Lin, Knicks rout Hawks 99-82, head to Miami
Not much heat from the Hawks for Jeremy Lin and the New York Knicks but their real test will be on Thursday when they face Miami Heat.
- Associated Press
- Updated: February 23, 2012 12:39 pm IST
Not much heat from the Hawks for Jeremy Lin and the New York Knicks.
That's likely to change on Thursday when the show travels to Miami for Lin versus LeBron and some real Heat.
Lin had 17 points and nine assists, sitting out most of the fourth quarter in a rare easy game during his remarkable run, and the Knicks tuned up for their trip by beating Atlanta 99-82 on Wednesday.
Carmelo Anthony scored 15 points in his second game back from injury for the Knicks, who led the depleted Hawks by 25 points at halftime. New York bounced back from a loss to New Jersey on Monday and won for the ninth time in 11 games since Lin joined the rotation.
The Knicks visit Miami on Thursday in their final game before the All-Star break, and Lin's emergence has the Heat's attention.
"It's going to be a lot of, a lot of anticipation about this game," Anthony said. "We're going down there to win. Miami is playing great basketball right now. One of the hottest teams, if not the hottest team in the NBA.
"It'll be a great game."
LeBron James, Dwyane Wade and teammates have been asked repeatedly in recent days about the ex-Harvard guard, and coach Mike D'Antoni was told the word out of Miami is the Heat will be waiting for the Knicks' back-to-back Sports Illustrated cover boy.
"At the airport?" he joked.
Not quite. But whatever they do will provide more resistance than the Hawks, who trailed by as many as 30.
Jeff Teague scored 18 points for the Hawks. They played without All-Star guard Joe Johnson, who left their loss at Chicago on Monday with a sore left knee and had to pull out of Sunday's game in Orlando, and have lost three straight and five of six.
"Coming into this game, being as depleted as we were, I still was hoping we could come out and just put together four solid quarters. We just didn't do that," Hawks coach Larry Drew said.
The Knicks shot 52 percent in the first half, scored 30 points in both periods, and led 60-35 at the break.
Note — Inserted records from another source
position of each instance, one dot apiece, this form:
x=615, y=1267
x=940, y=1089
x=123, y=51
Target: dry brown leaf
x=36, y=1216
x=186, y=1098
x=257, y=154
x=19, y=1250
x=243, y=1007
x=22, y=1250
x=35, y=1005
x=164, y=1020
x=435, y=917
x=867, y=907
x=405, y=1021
"We are professionals. They just came out and they attacked us," Teague said. "That's all I can really say."
The Knicks lost their focus briefly midway through the third before pulling away again to lead 78-56 heading into the fourth. Lin watched the first 6-plus minutes of the final period before D'Antoni curiously put him back in leading by 20 with 5:13 left. Lin still played only 33 minutes after he logged at least 36 in all but one of the previous 10 games.
He'll likely need to do more against the Heat, who have won seven in a row and have the NBA's best record at 26-7.
The Heat have been the NBA's biggest story since building their Big Three in 2010, but even they've been playing in Lin's shadow the last two weeks. That will change Thursday in a nationally televised game that James said could be "one of the most watched games we've had in a long time, especially with what Jeremy Lin is doing."
But Lin isn't getting caught up in the hype.
"I think for us, we want to make sure what we're thinking about is we want to build momentum going into the All-Star break and we want to make a push after the All-Star break. And I think this is a good opportunity to build momentum," he said.
"It's a big game, don't get me wrong. We're playing a great team, and it's going to be a good evaluation of where we're at. So from that end obviously we're excited and ready for the challenge. But besides that, we're just going try to stay consistent."
The game against Atlanta came on the one-year anniversary of the Knicks' acquisition of Anthony from Denver in a blockbuster trade that cost them four of their top six players. The results have been underwhelming - 14-14 last season and 17-17 this season, and D'Antoni acknowledged the high price the Knicks paid for the All-Star forward "depleted a lot of things."
However, he said they've built their depth back, and the potential was obvious in the first half, when all nine players who played scored.
New additions Baron Davis and J.R. Smith could be an explosive second-team backcourt, and teamed up on a pretty alley-oop that Smith dropped in with his back to the hoop. Steve Novak is the 3-point specialist needed to space the floor so Lin and Anthony have room to drive into the lane.
"The things are developing and we'll get our guys, everybody up to par, and if that happens then we should be fairly good," D'Antoni said.
Novak made five 3-pointers and scored 17 points. Landry Fields had 16, and Smith finished with 12. Davis had six assists in 14 minutes.